2. Benchmark solution

2.1. Calculation method used for the reference solution

The calculation of the critical discharge load is given in detail in [bib1].

\({P}_{\mathrm{cr}}={\gamma }_{2}\frac{\sqrt{E{I}_{y}C}}{{L}^{2}}\)	critical spill load
with \(C=\mathrm{GJ}\)	torsional stiffness
\(J=((b-2{h}_{1}){h}_{2}^{3}+2a{h}_{1}^{3})\)	torsional constant [bib2]
\({C}_{1}E{I}_{y}\frac{{b}^{2}}{2}\)	warping stiffness corresponding to an I-beam

Digital application:

\(C=8578.515{\mathrm{N.m}}^{2}\)

\(\mathrm{C1}=5516.8{\mathrm{N.m}}^{4}\)

\(\frac{{L}^{2}C}{{C}_{1}}=6.22\)

The value of \({\gamma }_{2}\) depends on the \(\frac{{L}^{2}C}{{C}_{1}}\) ratio. In our case \({\gamma }_{2}\) is equal to 8.617. This value is taken from an array given in [bib1]. Which gives us \({P}_{\mathrm{cr}}=104797.82N\)

2.2. Benchmark results

Critical discharge load and associated mode.

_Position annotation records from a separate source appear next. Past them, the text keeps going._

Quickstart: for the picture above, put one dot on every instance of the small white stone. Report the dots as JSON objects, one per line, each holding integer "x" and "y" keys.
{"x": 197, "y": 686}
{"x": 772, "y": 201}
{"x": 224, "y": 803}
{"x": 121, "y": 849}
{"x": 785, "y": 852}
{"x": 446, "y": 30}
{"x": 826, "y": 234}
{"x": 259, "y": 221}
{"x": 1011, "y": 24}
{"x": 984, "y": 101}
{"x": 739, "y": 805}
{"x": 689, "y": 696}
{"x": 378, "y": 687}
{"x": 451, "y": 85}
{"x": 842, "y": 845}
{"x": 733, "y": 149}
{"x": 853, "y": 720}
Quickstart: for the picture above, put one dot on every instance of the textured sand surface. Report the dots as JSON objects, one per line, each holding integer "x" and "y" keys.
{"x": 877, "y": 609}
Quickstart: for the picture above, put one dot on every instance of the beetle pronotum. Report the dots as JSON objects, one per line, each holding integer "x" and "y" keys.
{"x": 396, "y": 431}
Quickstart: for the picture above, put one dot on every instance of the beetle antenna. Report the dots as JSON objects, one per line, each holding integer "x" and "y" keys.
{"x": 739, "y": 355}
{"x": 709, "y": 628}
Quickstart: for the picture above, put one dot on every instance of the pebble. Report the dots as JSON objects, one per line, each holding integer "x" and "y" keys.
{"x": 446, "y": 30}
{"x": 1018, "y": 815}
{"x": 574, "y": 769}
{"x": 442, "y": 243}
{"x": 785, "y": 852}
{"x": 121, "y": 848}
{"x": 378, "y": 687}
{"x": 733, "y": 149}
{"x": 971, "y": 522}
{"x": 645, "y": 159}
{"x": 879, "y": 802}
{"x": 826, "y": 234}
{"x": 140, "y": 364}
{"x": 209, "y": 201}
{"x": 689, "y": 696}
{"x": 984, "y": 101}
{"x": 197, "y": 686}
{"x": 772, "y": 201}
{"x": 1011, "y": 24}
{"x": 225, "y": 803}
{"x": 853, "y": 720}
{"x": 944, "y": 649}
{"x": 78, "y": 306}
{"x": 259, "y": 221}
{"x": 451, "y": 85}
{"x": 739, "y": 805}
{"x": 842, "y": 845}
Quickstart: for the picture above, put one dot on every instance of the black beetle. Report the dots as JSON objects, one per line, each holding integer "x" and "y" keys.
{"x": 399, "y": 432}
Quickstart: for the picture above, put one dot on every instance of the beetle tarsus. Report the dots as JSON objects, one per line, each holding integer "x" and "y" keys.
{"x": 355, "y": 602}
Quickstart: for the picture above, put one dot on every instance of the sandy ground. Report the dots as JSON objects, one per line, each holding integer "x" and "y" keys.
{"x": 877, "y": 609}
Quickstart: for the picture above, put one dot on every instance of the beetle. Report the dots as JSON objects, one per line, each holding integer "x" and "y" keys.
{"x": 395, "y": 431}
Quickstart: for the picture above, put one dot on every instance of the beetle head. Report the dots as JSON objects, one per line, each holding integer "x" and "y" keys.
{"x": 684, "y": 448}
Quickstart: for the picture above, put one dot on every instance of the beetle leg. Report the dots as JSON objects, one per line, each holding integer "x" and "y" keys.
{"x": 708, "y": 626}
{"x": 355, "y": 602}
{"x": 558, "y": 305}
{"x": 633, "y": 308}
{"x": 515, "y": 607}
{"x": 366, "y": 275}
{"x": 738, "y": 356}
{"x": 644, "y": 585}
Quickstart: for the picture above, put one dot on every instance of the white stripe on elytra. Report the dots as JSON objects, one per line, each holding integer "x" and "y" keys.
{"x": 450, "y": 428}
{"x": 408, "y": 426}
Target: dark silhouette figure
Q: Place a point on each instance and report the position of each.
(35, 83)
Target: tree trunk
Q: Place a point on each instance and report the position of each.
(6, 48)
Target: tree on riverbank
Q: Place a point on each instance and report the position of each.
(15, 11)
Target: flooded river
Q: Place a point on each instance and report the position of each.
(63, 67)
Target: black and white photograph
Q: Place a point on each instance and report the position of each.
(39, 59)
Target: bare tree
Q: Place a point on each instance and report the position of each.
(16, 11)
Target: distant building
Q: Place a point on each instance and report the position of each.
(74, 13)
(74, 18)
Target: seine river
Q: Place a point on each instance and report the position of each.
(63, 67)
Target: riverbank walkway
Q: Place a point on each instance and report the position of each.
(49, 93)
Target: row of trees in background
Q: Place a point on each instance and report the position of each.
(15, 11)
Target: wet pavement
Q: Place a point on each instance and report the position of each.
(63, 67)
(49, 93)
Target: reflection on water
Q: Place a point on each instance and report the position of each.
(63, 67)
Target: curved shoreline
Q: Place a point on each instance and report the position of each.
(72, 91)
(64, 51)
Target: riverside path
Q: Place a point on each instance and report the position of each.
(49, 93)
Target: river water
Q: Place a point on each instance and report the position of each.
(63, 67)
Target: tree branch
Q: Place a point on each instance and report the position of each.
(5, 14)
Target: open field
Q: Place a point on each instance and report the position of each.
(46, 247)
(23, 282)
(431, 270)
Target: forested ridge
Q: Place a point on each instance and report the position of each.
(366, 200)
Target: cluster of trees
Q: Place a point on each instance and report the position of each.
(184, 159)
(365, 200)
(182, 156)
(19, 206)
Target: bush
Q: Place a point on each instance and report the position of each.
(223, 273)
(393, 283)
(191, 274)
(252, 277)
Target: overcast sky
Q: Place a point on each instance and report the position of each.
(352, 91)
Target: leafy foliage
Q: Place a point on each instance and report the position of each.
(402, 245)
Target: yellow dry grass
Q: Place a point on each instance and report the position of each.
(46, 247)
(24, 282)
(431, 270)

2.3. Uncertainties about the solution

Analytical solution

2.4. Bibliographical references

1. S.P. TIMOSHENKO, J.M. GERE: Elastic Stability Theory, Second Edition, DUNOD 1966.

2. S.P. TIMOSHENKO: Material Strength, Volume 2: DUNOD 1968.